Aretha Franklin, Beyond Her Greatest Hits

Aretha Franklin’s 1967 classic “(You Make Me Feel Like) A Natural Woman” can now be heard sung by chirpy blondes in shampoo commercials. And the rousing “Think,” released a year later, seems to have regrettably become a universal chick-flick anthem.

What’s desperately needed is a way to separate the über-talented Franklin from the cheesy ways her music has sometimes been used. We suggest a temporary ban on her most familiar numbers. Hide your copy of one of her many hits collections and look into some of these alternatives.
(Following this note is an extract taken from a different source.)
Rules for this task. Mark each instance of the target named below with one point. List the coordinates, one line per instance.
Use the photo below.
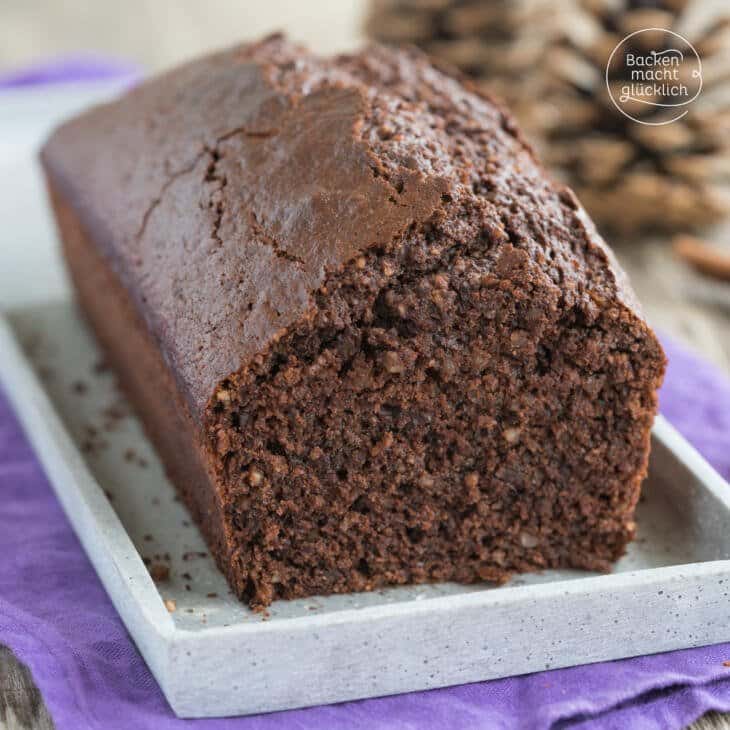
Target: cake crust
(392, 347)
IF YOU LOVE 1967’s rapturous “Natural Woman,” try 1963’s “I Wonder (Where Are you Tonight).” Recorded before she made her breakthrough hits, “Where” represents Franklin at her most touchingly vulnerable. It’s not the work of someone who has been coronated as the best vocalist in her field, but rather a yearning call made by a talented young woman with a pretty voice and a broken heart.
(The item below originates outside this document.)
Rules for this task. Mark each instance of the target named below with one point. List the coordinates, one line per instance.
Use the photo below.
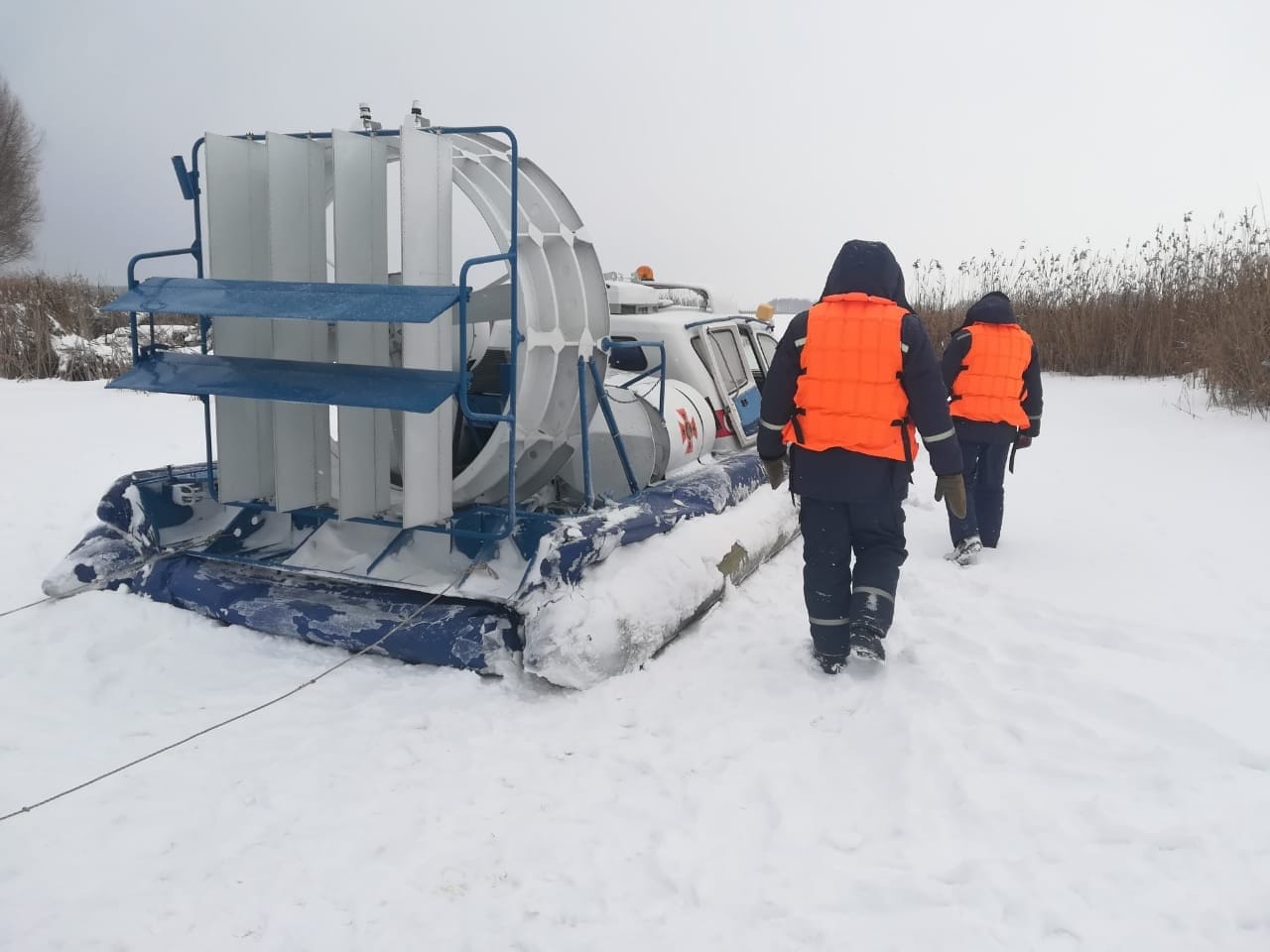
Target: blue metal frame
(457, 526)
(190, 181)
IF YOU LOVE 1967’s blazing “Respect,” try 1974’s “Let Me In Your Life.” It’s no fiery call for equality,” but it’s fueled by the same charge of gospel electricity. On “Life,” penned by Bill Withers, Franklin demands to become some guy’s new girlfriend. And, listening to it, you can’t imagine that he’d have the force to stop her.

IF YOU LOVE 1972’s breezy “Day Dreaming,” try 1989’s “He’s the Boy.” From the otherwise awful album “Through the Storm,” which includes a slew of insipid duets with James Brown, Elton John and Whitney Houston, “Storm” finds Franklin in spare, stripped down mode, joyfully playing piano like she’s back in her father’s church, singing about the man of her dreams.
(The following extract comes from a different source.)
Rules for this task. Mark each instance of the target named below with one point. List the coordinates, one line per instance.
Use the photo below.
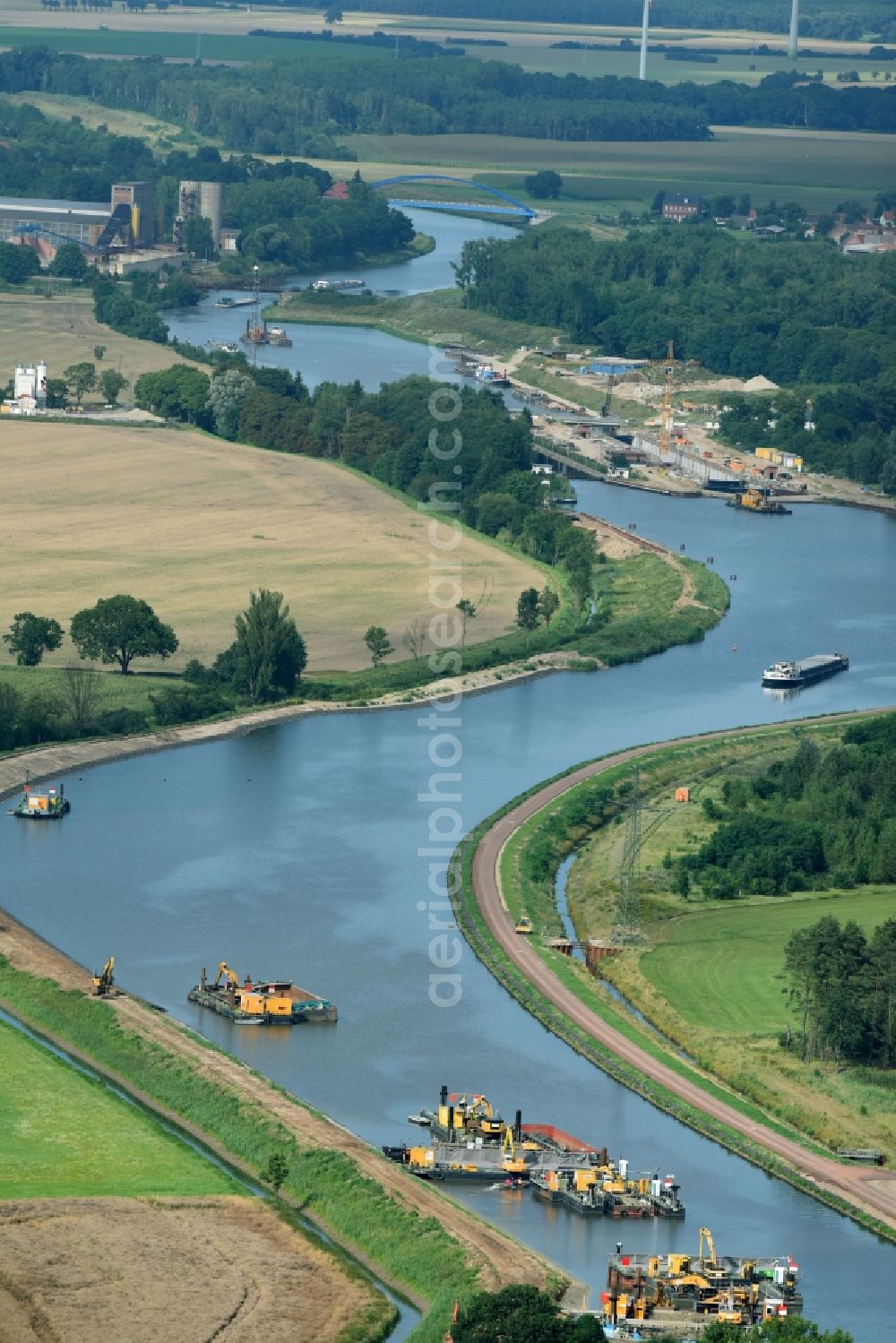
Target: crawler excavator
(104, 984)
IF YOU LOVE 1972’s desperate “Oh Me Oh My (I’m a Fool for You Baby),” try 1996’s “In the Morning.” Though taken from the wonderful “A Rose Is Still A Rose,” which teamed Franklin with hip-hoppers Lauryn Hill, P. Diddy Combs and Jermaine Dupri, “Morning” features the queen pondering that age-old question: “Will you still love me tomorrow?”

IF YOU LOVE the 1993 club anthem “(Pride) A Deeper Love,” try 1979’s “Only Star.” This cut opens side two (yes, it’s only on vinyl) of Franklin’s delightfully campy “La Diva” album, which attempted to turn the queen of soul into a dancing queen by pairing her with producer Van McCoy of “The Hustle” fame. “Star” is a fun, if corny, romp about how the lights, glamour and flash of the disco dance floor can make almost anyone feel like an instant celebrity.